5.3 Depth First Spanning Trees ‣ 5 Depth First Search ‣ Graph Algorithms

Any edge $(v,w)$ that leads to the discovery of an unvisited vertex during a depth-first search is referred to as a tree edge of $G$ . Collectively, the tree edges of $G$ form a depth-first spanning tree of $G$ . Tree edges are detected as follows:

In Algorithm 5, the recursive depth-first search of Section 5.1, only the tree edges will cause map( $\rho,w,v$ ) to execute.
In Algorithm 6, the non-recursive depth-first search of Section 5.2, only tree edges cause visit( $w,v$ ) to execute.

If $G$ is a directed graph, an edge that connects a vertex to one of its ancestors in the spanning tree is referred to as a back edge.

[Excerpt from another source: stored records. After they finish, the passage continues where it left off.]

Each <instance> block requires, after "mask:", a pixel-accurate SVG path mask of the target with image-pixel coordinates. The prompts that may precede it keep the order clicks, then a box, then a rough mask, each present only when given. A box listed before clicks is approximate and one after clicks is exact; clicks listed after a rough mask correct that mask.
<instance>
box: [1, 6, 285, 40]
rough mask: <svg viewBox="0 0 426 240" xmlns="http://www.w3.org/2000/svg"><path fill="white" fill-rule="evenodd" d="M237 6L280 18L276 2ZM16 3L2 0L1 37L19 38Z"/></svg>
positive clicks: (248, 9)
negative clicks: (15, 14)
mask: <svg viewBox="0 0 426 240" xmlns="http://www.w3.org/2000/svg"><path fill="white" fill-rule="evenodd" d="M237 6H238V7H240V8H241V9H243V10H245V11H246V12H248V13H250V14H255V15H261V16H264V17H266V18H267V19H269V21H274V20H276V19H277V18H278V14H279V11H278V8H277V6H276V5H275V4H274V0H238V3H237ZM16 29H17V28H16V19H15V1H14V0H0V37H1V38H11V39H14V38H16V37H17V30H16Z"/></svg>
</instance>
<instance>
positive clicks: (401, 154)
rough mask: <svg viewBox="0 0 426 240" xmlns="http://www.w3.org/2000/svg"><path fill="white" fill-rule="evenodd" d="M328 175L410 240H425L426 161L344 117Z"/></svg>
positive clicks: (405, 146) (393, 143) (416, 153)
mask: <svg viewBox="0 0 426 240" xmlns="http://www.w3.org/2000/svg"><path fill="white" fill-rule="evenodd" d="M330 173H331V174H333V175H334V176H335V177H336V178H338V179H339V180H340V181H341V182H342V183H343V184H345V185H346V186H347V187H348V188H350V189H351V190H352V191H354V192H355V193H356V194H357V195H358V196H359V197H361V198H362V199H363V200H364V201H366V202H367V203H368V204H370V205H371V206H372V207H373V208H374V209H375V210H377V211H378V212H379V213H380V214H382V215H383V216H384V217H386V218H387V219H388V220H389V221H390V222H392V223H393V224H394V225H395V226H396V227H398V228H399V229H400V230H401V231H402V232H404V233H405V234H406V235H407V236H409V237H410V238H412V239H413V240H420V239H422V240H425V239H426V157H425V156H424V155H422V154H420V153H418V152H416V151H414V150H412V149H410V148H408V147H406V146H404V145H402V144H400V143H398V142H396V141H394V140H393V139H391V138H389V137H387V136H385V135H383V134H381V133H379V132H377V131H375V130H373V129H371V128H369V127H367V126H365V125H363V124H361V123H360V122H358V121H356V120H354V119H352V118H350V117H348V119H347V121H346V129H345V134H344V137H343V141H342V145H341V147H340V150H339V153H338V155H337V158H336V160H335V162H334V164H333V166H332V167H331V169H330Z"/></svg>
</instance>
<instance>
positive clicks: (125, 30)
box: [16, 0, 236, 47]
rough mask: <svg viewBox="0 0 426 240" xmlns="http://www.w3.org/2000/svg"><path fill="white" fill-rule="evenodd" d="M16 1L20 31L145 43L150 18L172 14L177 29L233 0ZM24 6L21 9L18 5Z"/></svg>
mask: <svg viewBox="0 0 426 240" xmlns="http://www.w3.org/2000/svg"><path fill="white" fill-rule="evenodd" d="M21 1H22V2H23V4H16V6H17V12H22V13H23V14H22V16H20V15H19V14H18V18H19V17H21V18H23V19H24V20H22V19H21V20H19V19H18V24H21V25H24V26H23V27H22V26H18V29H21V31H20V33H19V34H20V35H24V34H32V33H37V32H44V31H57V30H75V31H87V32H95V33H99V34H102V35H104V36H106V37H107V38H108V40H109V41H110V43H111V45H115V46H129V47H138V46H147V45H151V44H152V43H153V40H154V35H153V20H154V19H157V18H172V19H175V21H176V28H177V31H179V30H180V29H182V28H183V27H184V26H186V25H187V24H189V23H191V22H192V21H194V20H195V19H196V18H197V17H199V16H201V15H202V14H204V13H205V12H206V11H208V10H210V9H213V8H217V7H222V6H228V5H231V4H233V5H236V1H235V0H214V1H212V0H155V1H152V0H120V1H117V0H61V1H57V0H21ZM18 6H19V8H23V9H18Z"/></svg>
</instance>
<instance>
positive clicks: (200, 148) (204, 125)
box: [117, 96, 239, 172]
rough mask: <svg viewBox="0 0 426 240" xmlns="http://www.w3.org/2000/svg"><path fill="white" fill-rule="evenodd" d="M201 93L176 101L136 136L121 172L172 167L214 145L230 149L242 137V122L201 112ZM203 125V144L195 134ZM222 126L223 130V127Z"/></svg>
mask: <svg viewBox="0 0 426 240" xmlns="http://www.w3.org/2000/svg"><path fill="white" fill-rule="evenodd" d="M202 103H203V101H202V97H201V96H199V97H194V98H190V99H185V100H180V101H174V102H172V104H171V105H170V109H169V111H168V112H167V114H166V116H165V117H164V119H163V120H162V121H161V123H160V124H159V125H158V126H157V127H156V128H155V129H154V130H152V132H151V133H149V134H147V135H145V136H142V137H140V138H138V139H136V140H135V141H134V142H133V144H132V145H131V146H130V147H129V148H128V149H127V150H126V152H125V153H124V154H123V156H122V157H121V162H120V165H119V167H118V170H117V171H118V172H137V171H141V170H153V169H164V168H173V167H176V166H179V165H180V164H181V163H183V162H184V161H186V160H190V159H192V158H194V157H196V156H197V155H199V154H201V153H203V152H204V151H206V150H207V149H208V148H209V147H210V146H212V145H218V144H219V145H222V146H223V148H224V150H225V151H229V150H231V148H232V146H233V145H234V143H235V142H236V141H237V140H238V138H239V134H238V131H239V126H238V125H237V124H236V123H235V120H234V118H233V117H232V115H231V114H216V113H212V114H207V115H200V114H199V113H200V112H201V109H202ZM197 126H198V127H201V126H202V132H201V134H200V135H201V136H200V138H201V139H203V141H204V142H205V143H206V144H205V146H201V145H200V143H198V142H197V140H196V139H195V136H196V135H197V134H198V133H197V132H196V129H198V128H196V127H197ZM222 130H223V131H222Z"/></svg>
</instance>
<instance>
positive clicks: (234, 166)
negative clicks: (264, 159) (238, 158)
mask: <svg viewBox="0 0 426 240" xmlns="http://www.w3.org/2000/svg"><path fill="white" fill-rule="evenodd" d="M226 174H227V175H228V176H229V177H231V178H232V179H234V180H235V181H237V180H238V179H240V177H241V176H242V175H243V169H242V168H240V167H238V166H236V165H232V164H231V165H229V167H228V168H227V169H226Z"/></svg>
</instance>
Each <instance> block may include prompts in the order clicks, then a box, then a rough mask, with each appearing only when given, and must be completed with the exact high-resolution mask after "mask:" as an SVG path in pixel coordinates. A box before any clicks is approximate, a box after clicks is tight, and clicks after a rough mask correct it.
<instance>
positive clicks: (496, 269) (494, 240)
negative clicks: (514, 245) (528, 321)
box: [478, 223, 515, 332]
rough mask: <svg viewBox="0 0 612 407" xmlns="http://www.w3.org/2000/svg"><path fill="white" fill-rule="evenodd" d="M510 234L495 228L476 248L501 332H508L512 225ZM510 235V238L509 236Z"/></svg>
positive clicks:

An edge that connects a vertex to one of its descendants in the spanning tree is referred to as a forward edge. If $w$ is neither an ancestor nor descendant of $v$ , then $(v,w)$ is called a cross edge.

If $G$ is an undirected graph, the depth-first spanning tree simplifies as follows:

Back edges and forward edges are not distinguished.
Cross edges do not exist.

Therefore, only two types of edge are defined for undirected graphs. We will call them tree edges and back edges.